NEW DELHI, April 2 (Reuters) - Russia will increase its use of non-Western currencies for trade with countries such as India, its foreign minister said on Friday (Apr 1), as he hailed New Delhi as a friend that was not taking a "one-sided view" on the Ukraine war.
Sergei Lavrov visited India to shore up support from a country Russia has long regarded as an ally a day after U.S. and British officials pressed India to avoid undermining the dollar-based financial system and sanctions imposed on Russia for its invasion of Ukraine on Feb 24.
India and China are the only major countries that have not condemned what Russia calls its "special military operation". After Lavrov visited China this week, Beijing said it was "more determined" to develop ties with Russia.
"We are friends," Lavrov told a news conference after meeting his Indian counterpart, Subrahmanyam Jaishankar, adding India saw the Ukraine crisis in the "entirety of facts and not just in a one-sided way".
Lavrov said Russia's central bank had several years ago established a system for the communication of financial information and India had a similar system.

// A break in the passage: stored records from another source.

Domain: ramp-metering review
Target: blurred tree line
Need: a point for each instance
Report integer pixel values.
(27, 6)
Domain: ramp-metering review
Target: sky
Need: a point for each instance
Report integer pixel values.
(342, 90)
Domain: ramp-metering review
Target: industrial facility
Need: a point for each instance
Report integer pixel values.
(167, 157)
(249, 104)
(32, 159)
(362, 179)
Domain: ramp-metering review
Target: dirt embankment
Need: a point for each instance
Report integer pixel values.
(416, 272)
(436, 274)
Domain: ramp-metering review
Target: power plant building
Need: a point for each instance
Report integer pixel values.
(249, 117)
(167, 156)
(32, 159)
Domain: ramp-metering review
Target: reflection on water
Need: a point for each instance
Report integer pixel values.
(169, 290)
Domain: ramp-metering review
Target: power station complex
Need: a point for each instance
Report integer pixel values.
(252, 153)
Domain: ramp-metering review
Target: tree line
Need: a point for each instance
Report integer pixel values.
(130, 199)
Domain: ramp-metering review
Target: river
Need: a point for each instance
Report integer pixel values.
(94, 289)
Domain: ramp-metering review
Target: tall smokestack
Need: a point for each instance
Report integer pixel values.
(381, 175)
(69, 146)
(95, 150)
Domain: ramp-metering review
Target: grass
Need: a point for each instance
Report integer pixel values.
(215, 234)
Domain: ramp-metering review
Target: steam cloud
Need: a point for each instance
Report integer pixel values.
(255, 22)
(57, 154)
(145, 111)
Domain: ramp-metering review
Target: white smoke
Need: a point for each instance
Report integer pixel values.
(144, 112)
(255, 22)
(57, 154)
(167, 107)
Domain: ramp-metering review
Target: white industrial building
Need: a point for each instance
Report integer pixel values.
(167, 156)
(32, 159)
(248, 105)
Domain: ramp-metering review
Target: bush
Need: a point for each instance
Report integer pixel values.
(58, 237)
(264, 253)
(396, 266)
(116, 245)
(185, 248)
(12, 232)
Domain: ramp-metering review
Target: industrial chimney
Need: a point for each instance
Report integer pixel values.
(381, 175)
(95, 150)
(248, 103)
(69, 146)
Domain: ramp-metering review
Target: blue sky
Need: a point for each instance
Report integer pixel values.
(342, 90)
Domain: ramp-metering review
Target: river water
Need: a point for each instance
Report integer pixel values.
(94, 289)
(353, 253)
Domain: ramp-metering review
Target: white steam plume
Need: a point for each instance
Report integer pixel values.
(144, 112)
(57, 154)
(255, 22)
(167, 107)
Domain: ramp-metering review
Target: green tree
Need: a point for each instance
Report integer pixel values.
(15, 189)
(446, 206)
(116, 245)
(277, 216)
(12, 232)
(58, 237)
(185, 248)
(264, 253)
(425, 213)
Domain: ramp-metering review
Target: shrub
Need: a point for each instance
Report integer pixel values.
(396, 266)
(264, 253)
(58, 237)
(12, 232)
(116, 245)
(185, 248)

"It is absolutely clear that more and more transactions would be done through this system using national currencies, bypassing dollar, euro and other currencies," he said.
Russia is the biggest supplier of defence equipment to India and Lavrov said the two countries would use a rupee-rouble mechanism to trade oil, military hardware and other goods.
"We will be ready to supply any goods which India wants to buy," he said.
"I have no doubt that a way would be (found) to bypass the artificial impediments which illegal unilateral sanctions by the West create. This relates also to the area of military-technical cooperation."
Lavrov said there was some movement forward in negotiations with Ukraine.
"Non-nuclear, non-bloc, neutral status - it is now being recognised as absolutely necessary," he said.